The present invention relates to offshore oil extraction and, more particularly, to an oil extracting installation employing flexible pipes for transporting fluids under pressure, such as hydrocarbons, coming from underwater wellheads.
The pipes employed for transporting hydrocarbons may become soiled and clogged due to the formation of a deposit on the inner surface of the pipes, which happens frequently when the hydrocarbons have a high paraffin content.
In this case, cleaning of the pipes, also called "pigging", may be carried out periodically by exerting mechanical action on the inner surface of the pipes.
In order to conduct this cleaning operation, the underwater wellheads are isolated from the flexible pipe sections serving for transporting the hydrocarbons up to the surface, and these flexible pipe sections are connected to one another so as to form a loop which makes it possible, from a surface extracting installation, to inject a cleaning device at one end of the loop and to recover this cleaning device at the other end of the loop.
In order to make it possible to isolate the underwater wellheads more easily from the flexible pipe sections serving for transporting the hydrocarbons up to the surface, it is known for the connecting manifolds, allowing a sealed connection to be made between the pipes of short length and small diameter coming from the wellheads and the flexible pipe sections of great length and larger diameter serving for transport up to the surface, to be arranged on mounting plates resting on the ocean bed.
Using such mounting plates makes it easier to connect the pipes of different diameters, for example make the connection between a flexible pipe having an inside diameter of 6" and a pipe having an inside diameter of 4", inasmuch as it would be difficult for a manifold to be incorporated for this purpose on the wellhead itself in view of its structure.

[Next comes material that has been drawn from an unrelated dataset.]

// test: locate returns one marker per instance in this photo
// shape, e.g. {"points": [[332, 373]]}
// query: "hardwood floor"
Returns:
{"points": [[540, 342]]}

Moreover, these mounting plates may support the valves which make it possible to isolate the wellheads and put the various flexible pipe sections in communication with one another in order to form the loop necessary for the cleaning operation.
In order, during the cleaning operation, to connect two flexible pipe sections employed during extraction for conveying the hydrocarbons from the respective wellheads up to the surface extracting installation, it has been proposed to use a mounting plate supporting a rigid U-shaped union connected at its ends to two flexible pipe sections.
The U-union is isolated by means of a valve during extraction from the well, so that the hydrocarbons produced by each of the wellheads pass through two separate flexible pipe sections up to the surface extracting installation; for cleaning to be carried out, each wellhead is isolated and the two flexible pipe sections are put in communication by means of the U-union, thus making it possible to form a loop allowing a cleaning device to pass through the two flexible pipe sections.
However, the use of a mounting plate supporting a U-union connected to two juxtaposed flexible pipe sections makes the installation difficult and costly to install, inasmuch as one of the two flexible pipe sections is connected to a second mounting plate which has to be put under water while the unwinding of the two flexible pipe sections by chain is being carried out at the same time.
A second solution would involve placing the mounting plates on the bed and connecting the flexible pipes to the manifolds in situ.
However, such a solution is not easy to put into practice, inasmuch as it is difficult for elements to be assembled to be displaced horizontally on the ocean bed.